Nanoscale electrical conductivity imaging using a nitrogen-vacancy center in diamond

TL;DR

This paper introduces a nanoscale conductivity imaging method using a nitrogen-vacancy center in diamond, enabling noninvasive, high-resolution, and quantitative magnetic fluctuation measurements of conductive materials.

Contribution

The authors develop a novel NV-center-based technique for nanoscale, noninvasive conductivity imaging with improved speed and resolution, expanding capabilities for condensed matter studies.

Findings

Achieved 40-nm spatial resolution in conductivity imaging.

Realized a 25-fold increase in imaging speed.

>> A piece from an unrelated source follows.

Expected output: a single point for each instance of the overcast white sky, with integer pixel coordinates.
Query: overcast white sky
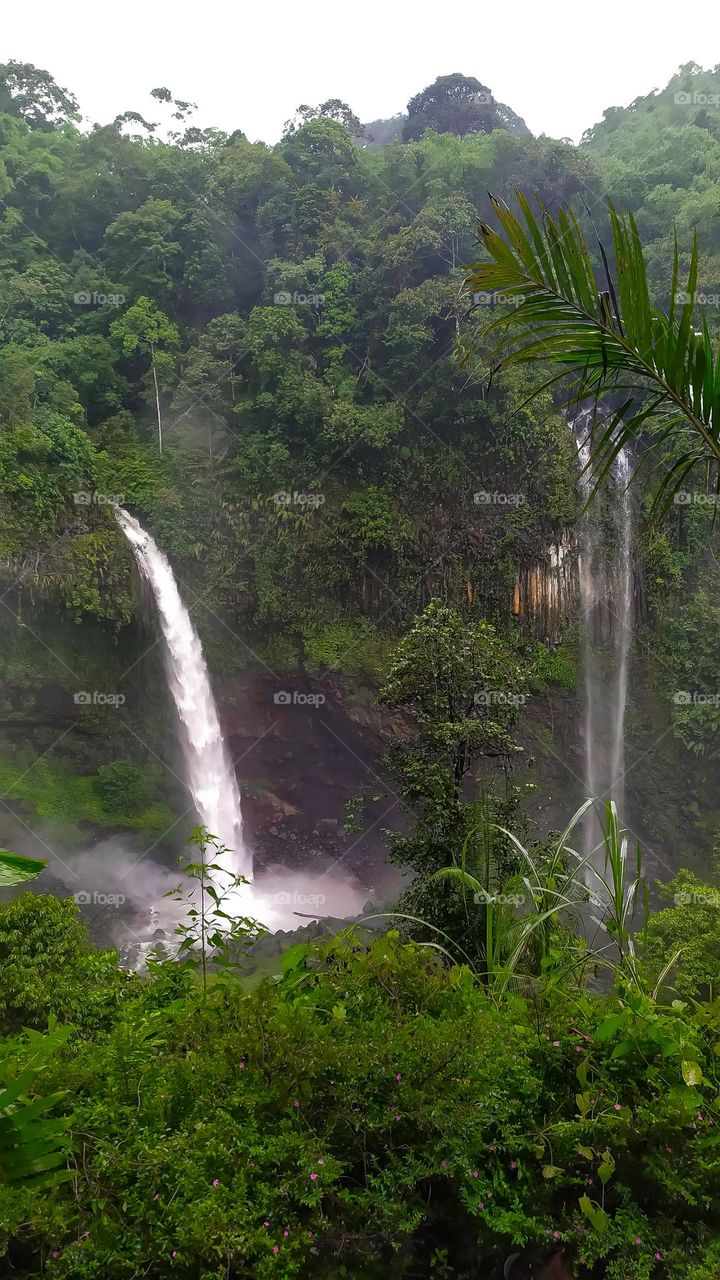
(557, 63)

Demonstrated potential for imaging nanoscale phase separation in complex oxides.

Abstract

The electrical conductivity of a material can feature subtle, nontrivial, and spatially-varying signatures with critical insight into the material's underlying physics. Here we demonstrate a conductivity imaging technique based on the atom-sized nitrogen-vacancy (NV) defect in diamond that offers local, quantitative, and noninvasive conductivity imaging with nanoscale spatial resolution. We monitor the spin relaxation rate of a single NV center in a scanning probe geometry to quantitatively image the magnetic fluctuations produced by thermal electron motion in nanopatterned metallic conductors. We achieve 40-nm scale spatial resolution of the conductivity and realize a 25-fold increase in imaging speed by implementing spin-to-charge conversion readout of a shallow NV center. NV-based conductivity imaging can probe condensed-matter systems in a new regime, and as a model example, we project readily achievable imaging of nanoscale phase separation in complex oxides.